Slack released Nebula—an open source “global overlay network” developed to address cross-region networking needs for deployments of the company’s core workplace communication product—on Tuesday at GitHub.
Nebula has been used across every server at Slack for over two years, though this release represents the first public acknowledgement of the project.
Though Slack evaluated other existing software, a lack of a workable solution that met its requirements necessitated the creation of Nebula, according to a Medium post accompanying the release Foremost among the problems Slack sought to solve was limitations around security groups—allowing for traffic filtering based on group membership, rather than manual IP address or range. While convenient for single-region deployments, security groups do not scale between regions on public cloud providers, requiring a pipe for connecting these instances.
SEE: Slack: A cheat sheet (free PDF) (TechRepublic)
Previously, the company used IPSec to connect multiple cloud regions, though this was proving difficult to scale as more users subscribed to the service, the post stated. IPSec, as a VPN protocol, requires an extra hop in network routes—and the volume of traffic requires dedicated instances to shuttle bits between cloud regions.
“You get this problem where—as you expand this—if you lose any one node, it can cause temporary issues with hosts communicating,” said Ryan Huber, security architect at Slack. “What we really wanted to get away from was having a conduit that everything goes across—this sort of big pipe between regions.”

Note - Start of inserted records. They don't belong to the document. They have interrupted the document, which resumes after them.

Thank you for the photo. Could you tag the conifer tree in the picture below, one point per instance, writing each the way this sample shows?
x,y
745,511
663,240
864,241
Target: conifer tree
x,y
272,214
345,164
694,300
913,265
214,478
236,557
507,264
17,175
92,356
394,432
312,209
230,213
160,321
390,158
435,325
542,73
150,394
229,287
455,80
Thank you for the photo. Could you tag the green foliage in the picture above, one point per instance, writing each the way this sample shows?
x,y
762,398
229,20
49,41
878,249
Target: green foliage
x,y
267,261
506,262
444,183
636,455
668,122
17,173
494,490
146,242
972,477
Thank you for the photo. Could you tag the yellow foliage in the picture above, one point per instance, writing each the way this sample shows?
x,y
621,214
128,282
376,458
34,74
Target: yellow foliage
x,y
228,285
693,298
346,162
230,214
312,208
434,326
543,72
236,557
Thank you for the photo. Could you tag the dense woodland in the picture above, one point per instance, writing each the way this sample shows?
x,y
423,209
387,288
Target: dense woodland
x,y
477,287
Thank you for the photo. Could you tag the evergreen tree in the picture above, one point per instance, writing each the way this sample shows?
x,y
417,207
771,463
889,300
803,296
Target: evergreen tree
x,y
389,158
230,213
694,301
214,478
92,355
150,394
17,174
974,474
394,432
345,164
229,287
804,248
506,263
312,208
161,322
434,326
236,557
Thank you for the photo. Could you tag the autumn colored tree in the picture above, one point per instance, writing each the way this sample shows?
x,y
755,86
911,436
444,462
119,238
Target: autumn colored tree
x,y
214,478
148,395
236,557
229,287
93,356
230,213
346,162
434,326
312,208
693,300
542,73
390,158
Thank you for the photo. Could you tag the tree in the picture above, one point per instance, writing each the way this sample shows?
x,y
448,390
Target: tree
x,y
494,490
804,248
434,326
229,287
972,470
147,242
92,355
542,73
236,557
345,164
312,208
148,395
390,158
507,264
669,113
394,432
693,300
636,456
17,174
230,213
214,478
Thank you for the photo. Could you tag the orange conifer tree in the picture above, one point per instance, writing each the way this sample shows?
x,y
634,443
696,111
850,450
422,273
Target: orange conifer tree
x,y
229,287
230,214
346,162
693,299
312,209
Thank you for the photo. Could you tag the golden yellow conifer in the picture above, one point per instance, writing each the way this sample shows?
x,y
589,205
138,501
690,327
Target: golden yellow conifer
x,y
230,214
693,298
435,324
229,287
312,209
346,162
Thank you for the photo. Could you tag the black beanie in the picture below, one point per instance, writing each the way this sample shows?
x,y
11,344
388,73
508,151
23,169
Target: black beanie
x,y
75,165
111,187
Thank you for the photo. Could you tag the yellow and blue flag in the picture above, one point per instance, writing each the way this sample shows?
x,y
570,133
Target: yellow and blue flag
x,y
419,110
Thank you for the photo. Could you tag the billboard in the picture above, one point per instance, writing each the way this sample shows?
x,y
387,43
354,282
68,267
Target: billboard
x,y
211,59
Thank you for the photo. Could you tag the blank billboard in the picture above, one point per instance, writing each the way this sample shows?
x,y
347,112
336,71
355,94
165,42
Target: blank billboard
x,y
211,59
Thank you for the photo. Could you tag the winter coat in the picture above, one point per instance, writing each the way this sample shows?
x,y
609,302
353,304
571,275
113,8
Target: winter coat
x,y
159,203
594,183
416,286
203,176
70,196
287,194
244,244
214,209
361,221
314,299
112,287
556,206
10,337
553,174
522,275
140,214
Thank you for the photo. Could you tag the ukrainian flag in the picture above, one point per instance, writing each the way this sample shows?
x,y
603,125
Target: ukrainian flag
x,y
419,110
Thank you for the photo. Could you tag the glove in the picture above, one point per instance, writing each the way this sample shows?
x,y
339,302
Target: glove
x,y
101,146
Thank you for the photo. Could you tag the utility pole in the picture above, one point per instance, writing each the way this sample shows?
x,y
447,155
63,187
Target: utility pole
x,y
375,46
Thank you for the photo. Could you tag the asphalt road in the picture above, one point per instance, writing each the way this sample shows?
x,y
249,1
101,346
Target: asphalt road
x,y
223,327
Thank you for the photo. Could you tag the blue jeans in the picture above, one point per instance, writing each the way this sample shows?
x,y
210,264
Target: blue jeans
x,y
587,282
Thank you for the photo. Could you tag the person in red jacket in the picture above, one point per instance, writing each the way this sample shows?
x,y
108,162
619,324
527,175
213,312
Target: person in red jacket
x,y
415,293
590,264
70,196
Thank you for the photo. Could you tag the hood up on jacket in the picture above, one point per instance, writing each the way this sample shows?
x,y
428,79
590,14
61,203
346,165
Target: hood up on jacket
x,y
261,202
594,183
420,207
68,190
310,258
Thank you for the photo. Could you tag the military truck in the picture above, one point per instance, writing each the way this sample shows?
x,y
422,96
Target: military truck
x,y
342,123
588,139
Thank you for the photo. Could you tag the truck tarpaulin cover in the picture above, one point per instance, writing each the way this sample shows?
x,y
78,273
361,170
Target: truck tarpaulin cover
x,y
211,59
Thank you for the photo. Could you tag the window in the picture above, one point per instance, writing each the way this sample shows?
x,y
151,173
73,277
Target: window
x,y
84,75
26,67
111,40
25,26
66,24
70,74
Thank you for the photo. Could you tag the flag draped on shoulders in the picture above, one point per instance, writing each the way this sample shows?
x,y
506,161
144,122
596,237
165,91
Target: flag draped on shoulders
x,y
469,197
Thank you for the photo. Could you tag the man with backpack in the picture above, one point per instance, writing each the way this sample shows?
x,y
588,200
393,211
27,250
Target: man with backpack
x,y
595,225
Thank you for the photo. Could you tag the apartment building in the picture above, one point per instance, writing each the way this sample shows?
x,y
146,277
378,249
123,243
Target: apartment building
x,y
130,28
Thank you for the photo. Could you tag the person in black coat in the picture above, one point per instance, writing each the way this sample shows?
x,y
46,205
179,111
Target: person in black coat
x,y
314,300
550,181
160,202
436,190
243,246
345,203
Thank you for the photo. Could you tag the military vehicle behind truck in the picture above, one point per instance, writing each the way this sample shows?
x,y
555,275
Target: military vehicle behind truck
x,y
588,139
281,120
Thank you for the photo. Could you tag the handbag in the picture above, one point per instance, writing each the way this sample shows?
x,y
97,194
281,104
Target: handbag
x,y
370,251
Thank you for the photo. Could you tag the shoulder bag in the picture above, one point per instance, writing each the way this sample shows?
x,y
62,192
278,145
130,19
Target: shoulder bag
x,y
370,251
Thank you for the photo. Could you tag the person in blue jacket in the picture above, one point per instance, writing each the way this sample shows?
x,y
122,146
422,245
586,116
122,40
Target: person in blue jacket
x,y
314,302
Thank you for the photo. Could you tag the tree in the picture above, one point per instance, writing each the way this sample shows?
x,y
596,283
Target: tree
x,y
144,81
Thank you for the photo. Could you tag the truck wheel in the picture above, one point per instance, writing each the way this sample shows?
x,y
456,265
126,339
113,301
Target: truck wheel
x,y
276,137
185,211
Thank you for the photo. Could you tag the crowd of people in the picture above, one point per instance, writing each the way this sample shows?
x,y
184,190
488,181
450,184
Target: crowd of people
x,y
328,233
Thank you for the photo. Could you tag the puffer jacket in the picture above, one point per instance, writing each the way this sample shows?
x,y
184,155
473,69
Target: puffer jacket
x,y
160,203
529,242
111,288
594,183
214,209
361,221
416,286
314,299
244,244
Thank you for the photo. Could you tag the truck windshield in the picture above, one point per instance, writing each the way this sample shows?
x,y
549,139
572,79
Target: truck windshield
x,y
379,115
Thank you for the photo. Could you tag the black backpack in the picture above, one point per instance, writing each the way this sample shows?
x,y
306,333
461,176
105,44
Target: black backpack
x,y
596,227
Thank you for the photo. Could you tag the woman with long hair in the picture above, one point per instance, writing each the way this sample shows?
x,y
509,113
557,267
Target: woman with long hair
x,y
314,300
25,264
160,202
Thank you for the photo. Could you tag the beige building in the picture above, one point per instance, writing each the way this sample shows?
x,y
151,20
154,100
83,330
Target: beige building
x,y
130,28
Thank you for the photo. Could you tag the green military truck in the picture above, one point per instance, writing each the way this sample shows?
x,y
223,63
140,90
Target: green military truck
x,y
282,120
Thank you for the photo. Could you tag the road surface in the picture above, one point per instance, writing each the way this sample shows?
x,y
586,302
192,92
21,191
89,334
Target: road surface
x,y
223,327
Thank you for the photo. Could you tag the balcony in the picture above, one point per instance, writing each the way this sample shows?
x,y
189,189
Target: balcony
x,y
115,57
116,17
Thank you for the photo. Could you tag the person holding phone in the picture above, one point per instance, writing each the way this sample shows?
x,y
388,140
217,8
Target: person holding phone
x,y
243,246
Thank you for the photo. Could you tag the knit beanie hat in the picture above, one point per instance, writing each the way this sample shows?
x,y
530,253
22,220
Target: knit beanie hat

Connecting systems, and connecting systems securely, are two discretely different tasks—and Slack’s focus is on the latter. Rather than develop a whole-cloth implementation with their own crypto, Nebula utilizes the Noise Protocol Framework, created by Trevor Perrin, co-author of the Signal Protocol, which is the underpinning of the security-focused Signal Messenger.
“It’s very prescriptive about using best of breed current encryption,” said Huber. “There’s no such thing as a downgrade attack in a noise communication session. You have to decide up front which cryptography protocols you’re going to use. If you migrate to a new one, you change it for the entire network at once,” in contrast to attacks targeting TLS, forcing the use of older, weaker, exploitable protocols.
Why Nebula could be the security solution for IoT woes
Though Nebula was created to address Slack’s business needs, Huber is quick to note how scalable Nebula is—the model is node-to-node, and can be used in as simple of a configuration as installing on a computer that connects to a compute instance on DigitalOcean, or some other cloud provider. This scalability offers flexibility for internet of things (IoT) devices, providing public internet access but without explicitly allowing traffic in or out on predefined ports as a firewall rule.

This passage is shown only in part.